Click on the plus (+) icons below to explore considerations related to digital literacies, user behaviours and needs, educator capability, open practices, and library practices:
- EBSCO’s AI functionality reflects AI trends in both search and summarisation in other vendor platforms, normalising AI-assisted engagement.
- The in-product functionality provides a level of support in licensed material not available in freemium tools with less transparent workings and data sources.
- Aligns with evolving user expectations for AI-enhanced search tools; disabling such features may push users towards freemium AI search options, bypassing library-subscribed resources, that are less transparent and have more risks to users.
- Natural Language Search
- An opt-in function.
- Uses AI to convert plain language questions into a keyword search and runs it using functions used in traditional search such as relevant ranking.
- AI Insights
- In beta, may change over time.
- Available in both EBSCOhost and EDS.
- Summarises key points from full text.
- Bias in source selection.
- The low proportion of articles with AI Insights may lead users to preferentially select those that do have them. This introduces a risk of bias in source selection, as users may overlook equally relevant or more relevant articles without AI Insights.
- The tools can be used without understanding how information is produced, stored, or organised, which limits digital literacy development.
- Users are likely to satisfice—settling for the first acceptable result—rather than optimise their search.
- While satisficing is sometimes appropriate, knowing when to go deeper requires evaluative judgement.
- Exclusive use of Natural Language Search may prevent users from developing the evaluative skills needed to optimise when necessary.
- Natural Language Search may reduce the number of user enquiries if it has a high uptake and provides relevant results.
- Users seeking direct answers may still prefer generative AI tools that provide both answers and sources, potentially bypassing embedded tools like those in EBSCO.
- The increased ease of use of the tools may result in fewer Library service enquiries, while the remaining enquiries could be more complex, as simpler questions are resolved independently.
- Search skill gaps
- Users relying on Natural Language Search may not develop the skills needed to construct effective Boolean searches which may impact their ability to conduct more complex searching when required.
- In cases where results from Natural Language Search are not relevant to the information need, users may be unequipped to refine their search strategy.
- Highlight the strengths and limitations of search tools in digital literacy education.
- Encourage students to use tools selectively and strategically as part of a thoughtful search process.
- Education can help students understand when and how to use different tools at various stages of research.
- Reinforce critical evaluation skills when interpreting AI outputs in research contexts. As vendor AI tools blur the line between search and summary, users need support to understand when a tool is surfacing data, interpreting content, or shaping conceptual direction.
- Educate users on the purpose and limitations of AI Insight summary points, particularly the risks of relying on summaries without engaging with full-text content.
- AI Insights offer opportunities to teach comparative evaluation: encouraging students to test AI summaries against abstracts and full-texts can build evaluative judgement and highlight the limitations of surface-level AI outputs.

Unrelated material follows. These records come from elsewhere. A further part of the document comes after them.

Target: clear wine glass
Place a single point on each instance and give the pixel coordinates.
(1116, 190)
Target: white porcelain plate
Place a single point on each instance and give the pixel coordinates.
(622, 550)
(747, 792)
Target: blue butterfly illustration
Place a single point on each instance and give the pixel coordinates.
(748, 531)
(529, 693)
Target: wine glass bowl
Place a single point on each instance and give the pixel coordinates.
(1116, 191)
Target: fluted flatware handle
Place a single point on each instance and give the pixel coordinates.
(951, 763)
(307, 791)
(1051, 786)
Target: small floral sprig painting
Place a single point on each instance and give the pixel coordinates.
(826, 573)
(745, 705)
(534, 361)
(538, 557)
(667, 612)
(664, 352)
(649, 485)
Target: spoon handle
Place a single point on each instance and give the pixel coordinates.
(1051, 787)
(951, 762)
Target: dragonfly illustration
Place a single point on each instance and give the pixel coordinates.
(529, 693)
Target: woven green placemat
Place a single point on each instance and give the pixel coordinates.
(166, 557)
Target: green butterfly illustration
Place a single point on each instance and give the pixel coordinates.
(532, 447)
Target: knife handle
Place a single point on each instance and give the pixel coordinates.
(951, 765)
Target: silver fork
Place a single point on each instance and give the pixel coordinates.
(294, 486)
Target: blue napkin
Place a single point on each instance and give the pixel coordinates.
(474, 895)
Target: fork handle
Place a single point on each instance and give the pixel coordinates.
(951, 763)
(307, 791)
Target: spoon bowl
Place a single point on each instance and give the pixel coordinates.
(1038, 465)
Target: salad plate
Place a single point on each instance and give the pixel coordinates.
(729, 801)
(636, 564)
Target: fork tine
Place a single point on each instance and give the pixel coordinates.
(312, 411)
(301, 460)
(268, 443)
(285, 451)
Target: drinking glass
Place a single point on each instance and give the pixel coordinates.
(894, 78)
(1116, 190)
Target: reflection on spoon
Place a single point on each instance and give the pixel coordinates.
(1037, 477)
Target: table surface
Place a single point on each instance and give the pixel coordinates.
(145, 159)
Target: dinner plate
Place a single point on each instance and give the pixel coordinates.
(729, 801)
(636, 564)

- Instructors need confidence to critique and explain embedded AI functionality across a variety of platforms, not just generative tools like ChatGPT but increasingly common in-product tools like those from ProQuest, EBSCO, or JSTOR.
- A dedicated capability stream on vendor-integrated AI could help staff build fluency in tool function, critique, and pedagogical framing. Thereby enabling more agile teaching interventions and advisory support.
- Professional development programs for information and search professionals should have a scaffolded and specialist AI training stream. Librarians focused on academic and research services need support to respond to changing user behaviours and to confidently deliver updated instructional content that reflects the AI-integrated research environment.
- Instructional framing must shift from “how to use the platform or tool” toward “how to platform or tool mediates information” that acknowledge AI as both a functional layer and a lens.
- EBSCO AI functionality reflects an industry shift in information discovery and is becoming a standard user expectation.
- Libraries should approach in-product AI not as neutral functionality but as an active influence on discovery behaviours and academic habits. Library outreach must include shaping the narrative; clarifying when, why, and how AI should support—and not shortcut—scholarly practices.
- The presence of embedded AI in trusted academic systems may lead to uncritical use if not addressed through deliberate teaching and policy framing.
- Evaluations like this are not only about tool performance; they highlight the behaviours and epistemologies (ways of thinking) these tools promote. Libraries must remain responsive, not reactive, to these developments.